The basics of calling C from Idris are relatively trivial (see [the docs](https://idris2.readthedocs.io/en/latest/ffi/index.html)), but there are a number of things to watch out for when working with numeric values, memory management, side effects, and data structures.

### Primitive conversions

I FEEL OUT OF MY DEPTH ON THIS SECTION. NEED HELP

On the face of it, passing primitive types between Idris and C is easy. Say we want to call a C function
```c
int foo(int x);
```
we can write an Idris foreign function
<!-- idris
import Data.List
import System.FFI
-->
```idris
%foreign "C:foo,libfoo"
foo : Int -> Int
```
add call `foo 2`, `foo (-1)` no problem. All's good, right? Not quite. Integers in C and Idris can have different allowed ranges. Say your C compiler has a maximum `int` of 32767, what happens if we call `foo 40000`? Well, it's undefined. We can work around this by wrapping our Idris function and using fixed width numeric types
```idris
foo' : Int32 -> Int32
foo' = cast . foo . cast
```

### Memory management

### Side effects

### Data structures

Data structures in C are often represented as `struct`s or pointers. In Idris, you can pass both of these through FFI, and there are helper functions for getting and setting C `struct` members. However, data structures represented using pointers do not have the same level of support. For example, there are no functions for passing an Idris list to C. A C list is represented in Idris by a pointer to the first list element. To create this list, one must first allocate memory in C, then traverse the Idris list, setting the elements in the C list one by one:
```c
size_t sizeof_double () {
return size_t sizeof(double);
}

void set(double* arr, unsigned int idx, double value) {
arr[idx] = value;
}
```
```idris
%foreign "C:sizeof_double,libarray"
sizeof_double : Bits64

%foreign "C:set,libarray"
prim__setElem : Ptr Double -> Double -> Bits64 -> PrimIO ()

toClist : List Double -> IO (Ptr Double)
toClist xs = do
clist <- malloc (cast (length xs) * cast sizeof_double)

let clist = prim__castPtr clist

setElem : Double -> Nat -> IO ()
setElem elem idx = primIO (prim__setElem clist elem (cast idx))

sequence_ (zipWith setElem xs [0..length xs])
pure clist
```
Of course, one also needs to free the `Ptr Double` at some point, either manually or via garbage collection.
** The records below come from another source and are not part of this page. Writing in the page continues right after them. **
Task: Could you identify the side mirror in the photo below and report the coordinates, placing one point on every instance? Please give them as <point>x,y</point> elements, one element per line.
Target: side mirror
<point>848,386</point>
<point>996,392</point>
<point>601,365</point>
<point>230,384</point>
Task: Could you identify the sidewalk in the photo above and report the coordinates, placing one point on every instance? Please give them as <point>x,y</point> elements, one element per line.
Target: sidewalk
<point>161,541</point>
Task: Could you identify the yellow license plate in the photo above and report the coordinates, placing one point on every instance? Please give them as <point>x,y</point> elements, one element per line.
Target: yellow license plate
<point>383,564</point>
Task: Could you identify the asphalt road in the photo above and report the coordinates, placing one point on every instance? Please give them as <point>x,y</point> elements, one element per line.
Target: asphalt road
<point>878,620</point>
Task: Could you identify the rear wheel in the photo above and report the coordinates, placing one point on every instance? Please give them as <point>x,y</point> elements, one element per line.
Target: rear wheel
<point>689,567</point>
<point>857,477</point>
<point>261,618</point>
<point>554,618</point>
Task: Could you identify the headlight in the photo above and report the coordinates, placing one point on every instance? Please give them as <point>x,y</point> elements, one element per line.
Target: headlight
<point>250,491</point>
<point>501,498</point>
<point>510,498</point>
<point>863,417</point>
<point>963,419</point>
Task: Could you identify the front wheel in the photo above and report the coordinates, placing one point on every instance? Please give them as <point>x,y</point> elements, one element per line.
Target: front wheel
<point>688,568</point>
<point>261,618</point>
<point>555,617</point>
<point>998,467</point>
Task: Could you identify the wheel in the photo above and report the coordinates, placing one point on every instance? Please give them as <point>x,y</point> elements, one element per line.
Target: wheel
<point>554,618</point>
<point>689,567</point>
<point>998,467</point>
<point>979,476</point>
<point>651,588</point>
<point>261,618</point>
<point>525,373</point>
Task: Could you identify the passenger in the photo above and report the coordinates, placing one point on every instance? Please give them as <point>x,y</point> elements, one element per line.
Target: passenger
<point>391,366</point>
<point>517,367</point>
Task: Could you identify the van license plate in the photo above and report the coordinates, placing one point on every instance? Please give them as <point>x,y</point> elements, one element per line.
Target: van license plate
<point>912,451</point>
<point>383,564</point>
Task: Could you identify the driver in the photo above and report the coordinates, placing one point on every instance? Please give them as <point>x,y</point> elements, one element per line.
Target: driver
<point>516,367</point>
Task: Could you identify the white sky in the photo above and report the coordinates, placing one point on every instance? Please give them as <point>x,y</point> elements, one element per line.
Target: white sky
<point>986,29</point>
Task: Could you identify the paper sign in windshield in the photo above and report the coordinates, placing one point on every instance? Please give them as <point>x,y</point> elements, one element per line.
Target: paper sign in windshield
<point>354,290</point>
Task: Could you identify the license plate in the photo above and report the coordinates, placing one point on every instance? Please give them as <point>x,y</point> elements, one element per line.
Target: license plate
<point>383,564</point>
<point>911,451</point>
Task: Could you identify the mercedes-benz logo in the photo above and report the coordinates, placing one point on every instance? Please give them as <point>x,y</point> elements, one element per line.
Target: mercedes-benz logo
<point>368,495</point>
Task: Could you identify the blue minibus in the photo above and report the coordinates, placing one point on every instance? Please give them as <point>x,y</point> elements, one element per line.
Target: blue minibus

A similar approach can also be used to build an Idris list from a C list:
```c
void get(double* arr, unsigned int idx) {
return arr[idx]
}
```
```idris
%foreign "C:get,libarray"
get : Ptr Double -> Bits64 -> Double

fromClist : Nat -> Ptr Double -> List Double
fromClist len ptr = map (get ptr . cast) [0..len]
```

## A total API to foreign functions

The subset of Idris types allowed in foreign functions provide very little type and memory safety. spidr's approach to this is to wrap foreign functions with a well-typed interface, which captures all the requirements for the XLA API. Such a well-typed wrapper gives us confidence that our Idris interface to XLA is total. In spidr, we choose to write these functions to align closely with the C++ API, so that it's clear where we have re-interpreted the API to be more idiomatic or convenient.